Policiais militares de Suzano realizam parto de mulher que não teve tempo de chegar ao hospital

Família estava a cerca de 10 minutos do hospital quando a criança começou a nascer e decidiu pedir ajuda na base da PM. Um dos policiais que estavam no local já havia realizado outros dois partos e ajudou no nascimento da pequena Luiza.

Policiais militares de Suzano realizaram na manhã deste domingo (31) o parto de uma mulher que não teve tempo de chegar ao hospital. Com luvas e máscaras por conta da pandemia do novo coronavírus, eles auxiliaram o nascimento do segundo filho do casal Thais e Renato Pinheiro de Souza, a pequena Luiza.

A família mora no bairro Marengo, em Itaquaquecetuba, e estava a caminho da Santa Casa de Suzano, quando a avó materna, que estava no carro com a mãe e o pai da criança, percebeu que a filha já estava em trabalho de parto.

A decisão do pai foi a de entrar na base da 4ª Companhia do 32º Batalhão e pedir ajuda, pois estavam a cerca de 10 minutos do hospital.

“No caso você precisa primeiro acalmar as pessoas que estão ali e passar segurança para a mãe. Então eu fiquei ao lado dela, orientando sobre a respiração e as contrações, enquanto o soldado Medeiros ficou do outro lado para segurar a criança.

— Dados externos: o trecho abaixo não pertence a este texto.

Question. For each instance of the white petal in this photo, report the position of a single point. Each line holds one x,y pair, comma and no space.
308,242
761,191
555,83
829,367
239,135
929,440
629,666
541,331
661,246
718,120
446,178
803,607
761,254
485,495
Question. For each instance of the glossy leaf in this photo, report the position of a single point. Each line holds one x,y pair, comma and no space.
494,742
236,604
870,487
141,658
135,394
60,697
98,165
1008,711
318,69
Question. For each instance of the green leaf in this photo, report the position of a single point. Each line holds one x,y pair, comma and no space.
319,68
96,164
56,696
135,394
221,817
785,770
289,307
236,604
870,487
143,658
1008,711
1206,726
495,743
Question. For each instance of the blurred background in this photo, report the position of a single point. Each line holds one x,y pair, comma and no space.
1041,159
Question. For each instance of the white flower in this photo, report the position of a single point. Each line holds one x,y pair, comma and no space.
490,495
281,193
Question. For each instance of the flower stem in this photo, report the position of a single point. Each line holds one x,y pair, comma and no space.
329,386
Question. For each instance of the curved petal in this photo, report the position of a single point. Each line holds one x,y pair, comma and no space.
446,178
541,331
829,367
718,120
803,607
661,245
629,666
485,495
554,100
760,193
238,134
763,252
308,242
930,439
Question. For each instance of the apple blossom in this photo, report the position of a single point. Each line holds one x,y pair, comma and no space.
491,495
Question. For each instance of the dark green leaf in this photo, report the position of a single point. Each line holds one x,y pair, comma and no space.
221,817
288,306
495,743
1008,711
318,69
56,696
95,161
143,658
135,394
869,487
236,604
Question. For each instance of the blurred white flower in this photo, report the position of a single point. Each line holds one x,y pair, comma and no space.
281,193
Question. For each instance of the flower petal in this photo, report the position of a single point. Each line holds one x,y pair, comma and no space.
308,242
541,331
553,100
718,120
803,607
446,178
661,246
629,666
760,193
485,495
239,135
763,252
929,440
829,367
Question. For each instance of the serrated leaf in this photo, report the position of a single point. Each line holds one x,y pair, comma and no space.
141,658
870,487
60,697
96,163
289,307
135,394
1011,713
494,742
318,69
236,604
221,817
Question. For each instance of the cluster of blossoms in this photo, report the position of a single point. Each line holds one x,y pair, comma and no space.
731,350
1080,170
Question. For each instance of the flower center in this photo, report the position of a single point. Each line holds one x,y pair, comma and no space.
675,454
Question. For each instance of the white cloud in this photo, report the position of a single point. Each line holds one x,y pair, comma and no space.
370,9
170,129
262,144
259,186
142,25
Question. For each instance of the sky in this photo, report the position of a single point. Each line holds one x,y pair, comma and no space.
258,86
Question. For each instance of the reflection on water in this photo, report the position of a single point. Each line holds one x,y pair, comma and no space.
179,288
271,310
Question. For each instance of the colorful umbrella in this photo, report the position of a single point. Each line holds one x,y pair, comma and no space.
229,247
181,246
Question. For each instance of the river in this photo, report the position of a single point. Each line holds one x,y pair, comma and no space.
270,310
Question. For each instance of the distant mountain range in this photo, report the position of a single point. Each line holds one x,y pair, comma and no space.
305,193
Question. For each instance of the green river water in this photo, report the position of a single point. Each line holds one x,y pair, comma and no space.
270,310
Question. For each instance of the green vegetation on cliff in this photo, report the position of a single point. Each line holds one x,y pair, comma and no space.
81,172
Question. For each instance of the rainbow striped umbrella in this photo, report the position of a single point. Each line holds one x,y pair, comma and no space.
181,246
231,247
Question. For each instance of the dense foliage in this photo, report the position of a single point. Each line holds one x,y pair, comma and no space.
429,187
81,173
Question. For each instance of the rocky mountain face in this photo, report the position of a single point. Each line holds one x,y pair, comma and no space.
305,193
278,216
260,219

Na hora a gente nem percebe o tempo passar, mas eu acho que não demorou 15 minutos e a neném nasceu”, conta.

Segundo o pai, o medo maior no momento era de que a situação se agravasse e não houvesse ali os equipamentos necessários para salvar a vida da filha. “Quando ela nasceu, a gente ficou muito emocionado, e também aliviado, porque foi uma alternativa emergencial, mas lá estavam as pessoas preparadas para nos ajudar”, conta o pai.

Após o parto, uma ambulância do Serviço de Atendimento Móvel de Urgência (Samu) foi até o local. A equipe cortou o cordão umbilical, envolveu mãe e filha em manta térmica, porque eram 6h30 e fazia menos de 10 graus na cidade. Elas foram encaminhadas para a Santa Casa de Suzano e passam bem.

“A gente pensou que a minha filha não nasceria tão rápido, porque a minha mulher começou a sentir pouca contração. A gente só resolveu ir para o médico naquele momento porque teve um pequeno sangramento, mas a dor não era tanta. Por conta da pandemia, as visitas estão com algumas restrições, mas eu vou conseguir ver elas duas hoje à tarde, agora ainda mais aliviado”, diz o pai.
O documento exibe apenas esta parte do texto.